Mi hada
Dorothée Coll
¡He capturado un hada!
Ah, no... No, no, no... Esta es la versión para presumir con los amigos.
En realidad, he encontrado un hada.
Ahí estaba, con las alas arrugadas y la cara cansada, en el alféizar de la ventana. Primero creí que era un pajarito, una avecilla aturdida tras chocar contra el cristal de la ventana. Porque efectivamente estaba aturdida y, además, estaba muerta de frío. Con este invierno que se eterniza, a nadie se le ocurre dejar un hada al raso. Y, sin embargo, ahí estaba. ¿Cómo? ¿Por qué? No lo sé.
Me puse las gafas, sin ellas no veo bien, y miré más de cerca. No era un herrerillo, como había supuesto a causa del sombrerito que llevaba en la cabeza y de su vestido color narciso o mimosa (¡bueno, amarillo! La verdad es que no entiendo mucho de colores de flores) en parte tapado por su abrigo color ratón.
Parecía un poco atontada, casi azul de frío. No dejaba de temblar y tenía la carne de gallina —bueno, carne de pollita: era muy chiquita— parecía frágil, así que abrí la ventana.
Me preocupé porque parecía muerta. La tomé dulcemente en mis manos, todavía respiraba. Me sentía un poco tonto, era mi primera hada, no sabía muy bien cómo manejar la situación. Me senté en el sofá y, para calentarla, coloqué la otra mano a modo de tapa, apartando un poco los dedos para que le llegara la luz y un poco de aire, y esperé. Me apetecía un cigarrillo, pero tenía que ocuparme de mi hada. Mi hada... Creo que en el momento de decir eso, con ese simple posesivo, fui plenamente consciente de que ya me estaba encariñando con ella.

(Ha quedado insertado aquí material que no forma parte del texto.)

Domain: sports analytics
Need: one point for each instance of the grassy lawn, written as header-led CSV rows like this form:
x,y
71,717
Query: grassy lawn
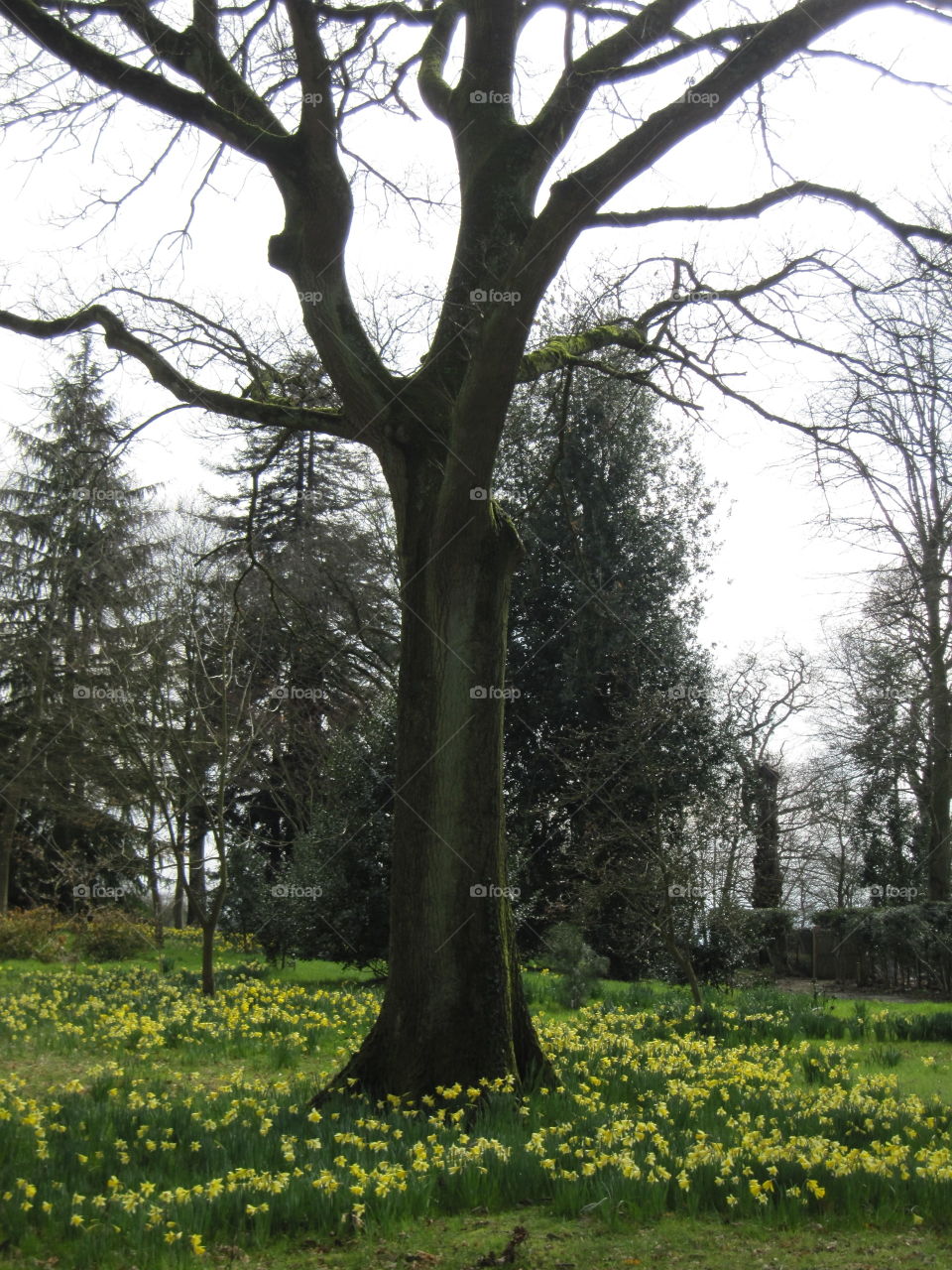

Esperé inmóvil. Soy paciente, es una de mis virtudes.
Al cabo de un rato, un ligero movimiento me hizo cosquillas en la palma de la mano. Abrí los dedos y la sorprendí bostezando, con la boca abierta de par en par. Sonreí. Es curioso, el bostezo de un hada suena como un pájaro que pía, pero más grave. Me miró y me soltó, la muy descarada: «Nunca me tapo la boca con la mano. Cuando bostezo, bostezo así, con la boca abierta de par en par. ¡Si no te gusta, me voy!».
Creo que estaba molesta de que la hubiera pillado in fraganti. Las hadas son muy susceptibles.
Primero le dije «Bueno». Y luego le dije: «No, no».
Me di cuenta de que mi respuesta no era muy clara, así que proseguí:
—Puedes bostezar como quieras.
—¡Sí! ¡Bostezo como quiero! Caliéntame un poco de leche, pero no muy caliente. Ponla en una taza un poco plana. Espero que tengas una taza un poco plana...
Me dije que menudo genio, que hubiera podido decir «por favor», pero que después de todo no estaba al corriente de las convenciones vigentes entre las hadas. Abrí el aparador y le enseñé los distintos modelos de taza.
Al final eligió una pequeña flanera.
Calenté un poco de leche. Le decepcionó un poco que fuera semidesnatada, me pidió que le añadiera un poco de nata y también canela. Así lo hice. Luego vertí un poco del líquido perfumado en la flanera.
El hada metió la mano dentro: «Gracias, está a la temperatura adecuada».
Se quitó el sombrero y el abrigo, pero cuando vi que se disponía a quitarse el vestido, le dije bajito: «Te dejo, me voy a fumar un cigarrillo en el balcón». Entonces me regaló una inmensa sonrisa, de las que te hacen perder la cabeza, y me respondió «OK».
Cuando volví, la flanera estaba desierta, el vestido, el abrigo, el sombrero y el hada habían desaparecido, pero sobre la encimera había un «gracias» de leche dibujado con la punta del pie.
Encontré un hada y cada mañana, mientras me preparo un café, echo un vistazo al alfeizar de la ventana... Tengo mucha paciencia. Es una de mis virtudes.